Samuel Fincher accepta l'expérience et le résultat fut au-dessus de tout ce qu'il espérait. Les malades restaient des heures à observer, interpréter, tenter de comprendre l'œuvre de Dali.
Je dois reconnaître que vous avez des idées intéressantes, admit le praticien.
«Ce n'est pas moi, c'est l'étude du cerveau qui me l'a enseigné. Pourquoi ne pas valoriser la différence? Utilisons leur folie comme un avantage et non comme un inconvénient.»
Jean-Louis Martin lui expliqua que Victor Hugo, Charles Baudelaire, Vincent Van Gogh, Théodore Roosevelt, Winston Churchill, Tolstoï, Balzac ou Tchaïkovski avaient tous été traités pour psychose maniaco-dépressive, une maladie qui se caractérise par des phases de grand abattement suivies de phases d'excitation. Or on a découvert qu'en période de crise, les psychomaniaques fabriquent une dose anormale de noradrénaline, et que la production de ce neuromédiateur permet des communications beaucoup plus rapides expliquant leur créativité.
«Vous croyez que je suis fou, docteur?»
— Non. Vous êtes juste un «passionné». Et vos passions m'intéressent.
Jean-Louis Martin fit alors part à son neuropsychiatre de ses deux plus grandes passions: la peinture de Salvador Dali, et les échecs. En bougeant son œil, Jean-Louis Martin fit apparaître l'image d'un tableau de Dali.
«Regardez ce tableau, Le Christ de saint Jean de la Croix. Dali a eu l'idée de représenter le Christ vu de haut, en contre-plongée. En fait, du point de vue de Dieu. Personne n'y avait pensé avant lui...»
Il fut encore plus éloquent en parlant du jeu d'échecs. Les échecs étaient selon lui un moyen pour l'homme de se rappeler qu'il était probablement lui-même une pièce dans un jeu géant dont il ignorait les règles.
«Les échecs poussent à la spiritualité, car ils nous font comprendre qu'il existe une lutte entre deux énergies, les blancs et les noirs, qui symbolisent le bien et le mal, le positif et le négatif. Ils nous font comprendre que nous avons tous un rôle et des capacités différentes, pion, fou, dame ou cheval, mais que, selon l'endroit où l'on se trouve, nous pouvons tous, même les simples pions, provoquer le mat final.»
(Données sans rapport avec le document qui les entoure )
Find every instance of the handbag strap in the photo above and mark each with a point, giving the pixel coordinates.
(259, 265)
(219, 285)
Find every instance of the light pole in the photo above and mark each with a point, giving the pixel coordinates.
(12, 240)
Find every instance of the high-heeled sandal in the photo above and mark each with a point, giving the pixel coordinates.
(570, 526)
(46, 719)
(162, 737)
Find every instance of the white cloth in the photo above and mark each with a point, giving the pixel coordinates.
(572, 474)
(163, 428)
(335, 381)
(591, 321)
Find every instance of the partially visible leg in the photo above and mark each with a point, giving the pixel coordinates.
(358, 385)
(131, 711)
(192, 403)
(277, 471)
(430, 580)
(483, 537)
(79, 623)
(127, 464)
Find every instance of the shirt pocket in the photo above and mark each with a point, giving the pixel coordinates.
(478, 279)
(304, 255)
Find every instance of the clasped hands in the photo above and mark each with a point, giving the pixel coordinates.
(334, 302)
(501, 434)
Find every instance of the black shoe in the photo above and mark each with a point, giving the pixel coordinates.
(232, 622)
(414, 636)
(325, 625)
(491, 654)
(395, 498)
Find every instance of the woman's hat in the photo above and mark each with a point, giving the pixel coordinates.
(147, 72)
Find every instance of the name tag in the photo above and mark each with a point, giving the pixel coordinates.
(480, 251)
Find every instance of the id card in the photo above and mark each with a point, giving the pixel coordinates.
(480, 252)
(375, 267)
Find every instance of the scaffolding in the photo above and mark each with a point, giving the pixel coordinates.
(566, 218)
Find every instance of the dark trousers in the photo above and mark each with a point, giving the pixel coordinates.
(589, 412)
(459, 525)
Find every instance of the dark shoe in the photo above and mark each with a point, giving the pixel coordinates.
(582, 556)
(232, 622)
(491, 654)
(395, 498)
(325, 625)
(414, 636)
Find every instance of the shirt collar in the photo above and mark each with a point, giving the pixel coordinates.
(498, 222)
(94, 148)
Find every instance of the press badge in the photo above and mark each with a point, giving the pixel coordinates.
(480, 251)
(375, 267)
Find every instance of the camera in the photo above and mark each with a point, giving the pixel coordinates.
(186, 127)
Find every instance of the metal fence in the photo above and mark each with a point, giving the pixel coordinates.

Le docteur Fincher n'avait jamais jusque-là porté d'intérêt aux échecs. Peut-être parce que personne ne l'y avait vraiment initié, il considérait ce jeu comme une perte de temps, un dérivatif pour petits garçons aimant la guerre. La manière dont Jean-Louis Martin lui en parla le fascina.
«Vous devriez jouer aux échecs. C'est le jeu des dieux...»
— Vous êtes déiste?
«Bien sûr. Pas vous?»
— Pour moi, Dieu est issu du rêve des hommes.
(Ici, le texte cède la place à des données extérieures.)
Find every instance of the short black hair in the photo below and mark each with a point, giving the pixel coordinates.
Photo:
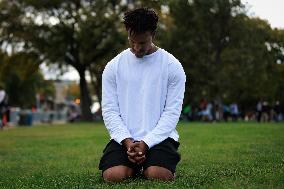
(141, 20)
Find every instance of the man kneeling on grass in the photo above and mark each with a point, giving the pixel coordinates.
(142, 95)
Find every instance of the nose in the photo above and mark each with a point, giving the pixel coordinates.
(137, 47)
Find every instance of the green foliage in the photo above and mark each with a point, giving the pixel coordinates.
(226, 55)
(223, 155)
(22, 79)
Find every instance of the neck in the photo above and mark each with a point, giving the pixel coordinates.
(153, 49)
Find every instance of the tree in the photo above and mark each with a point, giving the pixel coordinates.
(77, 33)
(22, 79)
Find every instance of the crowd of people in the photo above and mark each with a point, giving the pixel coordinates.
(217, 111)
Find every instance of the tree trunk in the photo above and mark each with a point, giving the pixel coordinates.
(85, 97)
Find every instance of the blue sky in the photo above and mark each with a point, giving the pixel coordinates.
(270, 10)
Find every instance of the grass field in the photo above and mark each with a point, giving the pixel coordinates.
(223, 155)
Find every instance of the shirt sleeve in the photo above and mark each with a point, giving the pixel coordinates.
(170, 116)
(110, 109)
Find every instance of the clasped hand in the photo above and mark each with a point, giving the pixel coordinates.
(136, 151)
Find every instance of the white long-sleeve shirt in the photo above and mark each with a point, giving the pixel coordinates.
(142, 97)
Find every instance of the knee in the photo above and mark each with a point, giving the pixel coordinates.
(158, 173)
(117, 174)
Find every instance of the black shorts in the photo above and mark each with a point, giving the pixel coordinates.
(163, 154)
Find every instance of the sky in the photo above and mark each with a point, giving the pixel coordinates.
(270, 10)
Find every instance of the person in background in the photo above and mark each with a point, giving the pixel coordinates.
(3, 105)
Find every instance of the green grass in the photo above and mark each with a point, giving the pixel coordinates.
(223, 155)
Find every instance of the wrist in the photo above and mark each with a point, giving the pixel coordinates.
(146, 147)
(126, 142)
«Je suis moins cartésien que vous, Fincher. Au bout de la science on retrouve l'irrationnel. Je crois que Dieu est l'hypothèse indispensable pour expliquer tout ce qui existe. Je ne le définis naturellement pas comme un vieil homme barbu géant assis sur le soleil, mais plutôt comme la dimension qui nous dépasse.»
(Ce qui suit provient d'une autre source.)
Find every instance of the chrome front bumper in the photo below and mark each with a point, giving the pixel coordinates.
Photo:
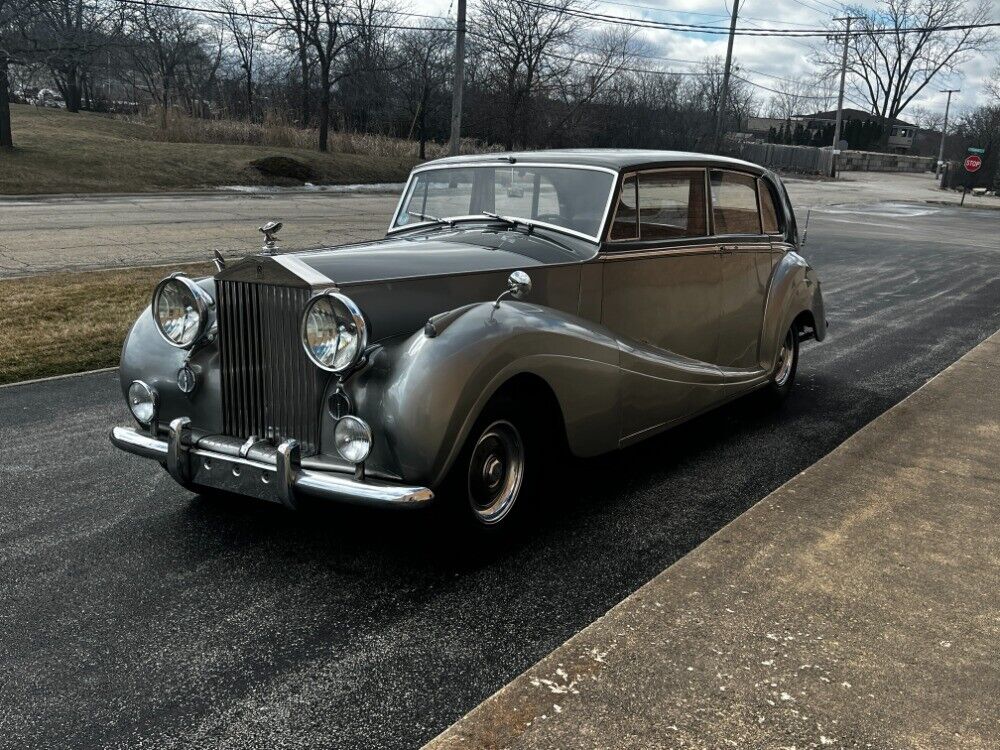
(276, 476)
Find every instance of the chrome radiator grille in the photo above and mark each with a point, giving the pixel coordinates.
(269, 387)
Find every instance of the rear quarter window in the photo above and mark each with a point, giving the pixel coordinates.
(734, 203)
(771, 220)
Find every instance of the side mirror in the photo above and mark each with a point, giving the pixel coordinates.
(518, 287)
(519, 284)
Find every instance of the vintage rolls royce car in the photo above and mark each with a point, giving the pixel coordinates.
(519, 304)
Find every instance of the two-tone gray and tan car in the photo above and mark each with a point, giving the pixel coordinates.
(519, 303)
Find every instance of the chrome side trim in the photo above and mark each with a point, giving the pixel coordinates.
(303, 270)
(325, 485)
(699, 249)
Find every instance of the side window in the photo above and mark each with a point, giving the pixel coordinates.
(769, 220)
(734, 203)
(672, 205)
(625, 225)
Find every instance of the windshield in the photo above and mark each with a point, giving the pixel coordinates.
(565, 198)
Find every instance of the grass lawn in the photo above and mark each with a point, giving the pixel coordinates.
(66, 323)
(59, 152)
— Croyez-vous que des pièces d'échecs puissent créer les joueurs qui les manipulent?
«Qui sait? Je crois que Dieu est en chacun de nous. Dans nos têtes. C'est le trésor caché. Vous savez, ce que j'aimerais, docteur, c'est trouver l'endroit précis où nous avons placé Dieu dans notre cerveau. Peut-être même découvrir la formule chimique du dieu rêvé qui siège dans nos esprits. Selon moi, il est ici.»